Rendu là, j’étais obligé de me brancher sur un autre compte utilisateur pour utiliser Live avec des paramètres d’affichage différents et le pointeur de la souris, même configuré au plus grand, était trop petit avec ces paramètres. Il fallait idéalement
un contrôleur pour piloter TOUT le logiciel, mais ce que je connaissais coûtaient trop cher (APC40, Push, par exemple) ou ne contrôlaient qu’une infime partie du produit (application Android ou padKontrol de Korg par exemple) à moins de faire
BEAUCOUP de tweaking, ou ne faisaient rien du tout (clavier MIDI sans port
USB) à moins de rétrograder à Windows XP pour faire fonctionner le USB->MIDI. Au désespoir, j’ai envisagé revendre ma licence de Live et me procurer un ou plusieurs synthétiseurs matériels. La famille Volca de Korg serait très intéressante, mais je ne disposais pas de l’infrastructure nécessaire pour en tirer parti, à savoir du filage, beaucoup de filage, un mixeur pour pouvoir entendre les trois appareils, une carte son externe pour échantillonner le résultat, un logiciel de montage audio pour faire des arrangements plus avancés, etc.
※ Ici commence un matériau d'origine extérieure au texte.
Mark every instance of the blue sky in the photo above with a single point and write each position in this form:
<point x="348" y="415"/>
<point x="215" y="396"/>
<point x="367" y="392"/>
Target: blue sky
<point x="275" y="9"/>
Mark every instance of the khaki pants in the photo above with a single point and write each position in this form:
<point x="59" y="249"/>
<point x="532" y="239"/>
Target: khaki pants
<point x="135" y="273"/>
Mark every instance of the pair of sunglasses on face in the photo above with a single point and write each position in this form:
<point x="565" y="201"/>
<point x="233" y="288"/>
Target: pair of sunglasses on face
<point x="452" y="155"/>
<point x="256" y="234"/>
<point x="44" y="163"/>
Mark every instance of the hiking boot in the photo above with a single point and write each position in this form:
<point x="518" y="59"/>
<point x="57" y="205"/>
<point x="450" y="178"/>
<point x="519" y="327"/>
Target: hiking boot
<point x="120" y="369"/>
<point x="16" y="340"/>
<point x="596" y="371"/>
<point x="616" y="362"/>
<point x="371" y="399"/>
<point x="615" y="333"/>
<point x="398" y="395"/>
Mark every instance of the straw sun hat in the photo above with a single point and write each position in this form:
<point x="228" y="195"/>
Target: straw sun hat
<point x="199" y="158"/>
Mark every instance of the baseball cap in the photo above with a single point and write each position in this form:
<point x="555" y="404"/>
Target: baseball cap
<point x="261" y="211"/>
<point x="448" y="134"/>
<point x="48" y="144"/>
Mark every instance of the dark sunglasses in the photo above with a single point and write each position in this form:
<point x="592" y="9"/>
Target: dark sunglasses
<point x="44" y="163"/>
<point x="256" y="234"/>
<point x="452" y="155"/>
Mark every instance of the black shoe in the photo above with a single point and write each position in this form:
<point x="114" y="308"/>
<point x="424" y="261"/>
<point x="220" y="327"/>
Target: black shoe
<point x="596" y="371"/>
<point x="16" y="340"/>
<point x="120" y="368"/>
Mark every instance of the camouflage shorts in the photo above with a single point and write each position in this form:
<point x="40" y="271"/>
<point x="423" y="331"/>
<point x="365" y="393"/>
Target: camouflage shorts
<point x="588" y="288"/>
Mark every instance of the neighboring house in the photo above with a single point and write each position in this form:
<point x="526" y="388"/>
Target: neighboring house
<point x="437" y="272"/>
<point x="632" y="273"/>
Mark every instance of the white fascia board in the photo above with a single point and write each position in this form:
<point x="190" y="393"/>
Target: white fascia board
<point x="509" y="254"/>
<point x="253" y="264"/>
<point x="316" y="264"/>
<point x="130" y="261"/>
C’est plus tard que j’ai découvert une parade consistant à désactiver la mise à l’échelle. Il me fallut recourir à une passe de base de registre, parce que les options de compatibilité sont inhibées pour les programmes 64 bits. Mais la chose faite, mon logiciel fonctionnait #1, comme sous Windows 7! Ce problème de mise à l’échelle a mérité son propre article.

FRAPS: un autre deuil à faire

Mon logiciel de capture vidéo, FRAPS, m’a lâché le 5 octobre 2013. Il s’est mis à planter sans cesse et j’ai fini par trouver des posts de forums indiquant qu’il était incompatible avec Windows 8. J’en ai testé plusieurs qui n’ont pas fonctionné du tout, puis j’ai trouvé BandiCam, qui va relativement bien. J’aime mieux FRAPS, car les fichiers produits par défaut fonctionnent mieux avec VideoStudio de Corel, mais BandiCam peut aussi faire le travail, à condition de le configurer correctement ou être prêt à passer tous les fichiers générés dans un convertisseur pour normaliser le format. Le problème de capture vidéo a lui aussi fait l’objet d’un article séparé.

Windows 8 menace Ubuntu

Le système de Microsoft fait peser une menace perpétuelle sur mon favori numérique Linux, et ce pour de multiples raisons. D’abord, Ubuntu souffre de plusieurs instabilités et comportements erratiques qui finissent par me taper sur le système à la longue. Quand il faut plusieurs démarrages pour amorcer la machine (réglé deuis l’achat d’une carte graphique NVIDIA, au moins), quand Chrome demande un mot de passe tandis qu’il ne le fait pas sous Windows et même Mac OS X, quand le système décide d’une version à l’autre de cesser de prendre en charge, pour deux ou trois versions successives, mon iPod, mon téléphone ou ma tablette, quand le retour de veille plante la machine et oblige à redémarrer au complet, on a envie de tout balancer ça et revenir à Windows! Windows 8, pour sa part, ne souffre pas de tous ces plantages, mais je m’ennuie de la ligne de commande Bash, de LaTeX et de Unison.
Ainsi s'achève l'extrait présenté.